- 446 Okunma
- 1 Yorum
- 0 Beğeni
Sıladan Gurbete
Sıladan Gurbete
İnsan yaşadığı süre zarfında hep bir hareket halindedir. Gurbete gidişlerde buna dâhildir. Hal böyle iken gurbete, gönül rızasıyla gidişlerin yanında cebren, zorlamayla da duçar olunduğu muhakkak. Her ne kadar dünya bir tane olsa da her insanın yaşadığı ayrı ayrı şartların, ahvallerin değişkenliği dünya hallerini de çeşitlendiriyor. Her insanın ayrı bir dünya tasavvuru da buradan geliyor. Hayatı farklı boyutlarıyla deneyimlemeyi göze alan, moda tabirle maceraperest olarak tanımlanan insanlardan çok daha geniş boyutların olduğu önemli bir alan.
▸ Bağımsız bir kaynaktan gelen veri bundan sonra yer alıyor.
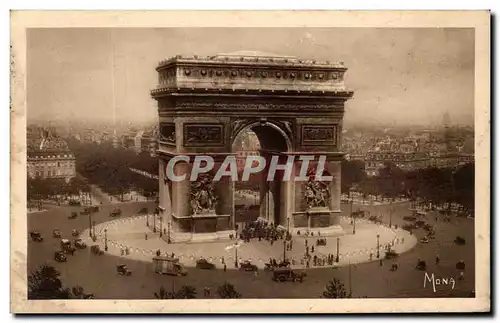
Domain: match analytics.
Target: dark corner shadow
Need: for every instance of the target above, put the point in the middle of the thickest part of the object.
(492, 160)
Bütün yaşananların göbeğinde her ne şartta, hangi mekânda olursa olsun iyi veya kötü yaşama hali insanın akıbeti oluyor. Her iki şartta da özlem olgusu nüksediyor. Her gurbete gidiş insanın içinde farklı izler bırakıyor. Gurbete çıkmayanlarda ise başka bir dert. Bu seferde boşluklar ve keşkeler hayatında yer ediniyor. Gelgitlerle, hatalarla, tecrübelerle hitama eren, olgunlaşan insana, “yaşını yaşadı, dişini dişedi” denmesi bu seyrüseferin kısa bir özetidir aslında. Bu haliyle zamanın yorgun ağırlığı üzerinde yıllarını tüketiyor. Hayal ve sükût-u hayal arasında gezen insan, ömür denen zaman akçesini harcayarak yoluna revan oluyor.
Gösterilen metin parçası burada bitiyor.